While our shelves collect dust, we go to our own “authorities” for truth. Our modern guides are the podcast, book, pastor, or friend. Our children also find truth through platforms like social media, from schoolmates or teachers and through the entertainment industry. These sources are not inherently wrong, but we mistake them for authorities, and we can be misled nonetheless.
We need to teach our kids to check secondhand information with the author of Truth instead of playing life like a telephone game. When we sit in the pews of our culture, we are to be watchful so that man’s words do not have dominion over God’s. We must cultivate an ear to hear God’s words, and show our children how to do the same.
A pursuit for truth firsthand does not mean that we are bound to the pages of the Bible in solitude. In Acts chapter 8 we read of a eunuch from Ethiopia who meets Phillip, an evangelist and disciple of Jesus:
“Philip ran to him (the Ethiopian) and heard him reading Isaiah the prophet and asked, “Do you understand what you are reading?” And he said, “How can I, unless someone guides me?”
“Then Philip opened his mouth, and beginning with this Scripture, he told him the good news about Jesus.” (Acts 8:30-31, 35)

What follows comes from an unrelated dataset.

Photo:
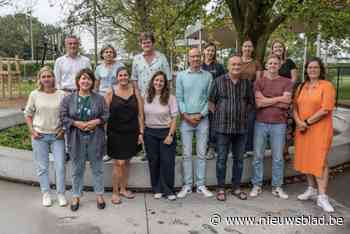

Phillip guided this Ethiopian to an understanding of who God was using the Scriptures. He began with the Scriptures, with the source of truth. When this Ethiopian held the scroll, he held a parchment of great monetary worth. But without understanding, it was worthless to him.
When we merely hold God’s Word, or stash copies of them on our shelves, we aren’t tapping into the riches God has for us. The moment we accept God’s free gift of salvation, God sends his own Spirit to live in us. The Holy Spirit helps us understand the Scriptures. We, like this Ethiopian, can encounter truth firsthand. We too can flourish from the giftings of others. This is what we have the privilege to teach our children.
It is a wonderful thing to open the Scriptures and learn about God with friends, in a church, and as a family. We can challenge each other to value God’s truth more than the idea of truth. We can encourage each other to pursue what God says over what just appears to be true. We can contend together for what is sincere over what only appears real. We can caution each other to evaluate truth based on God’s Word instead of emotion or familiarity. And with a community, we won’t be alone when the whispered secrets that meet our ears have life and death significance.
We have access to truth as we disciple our children. What will we do with it?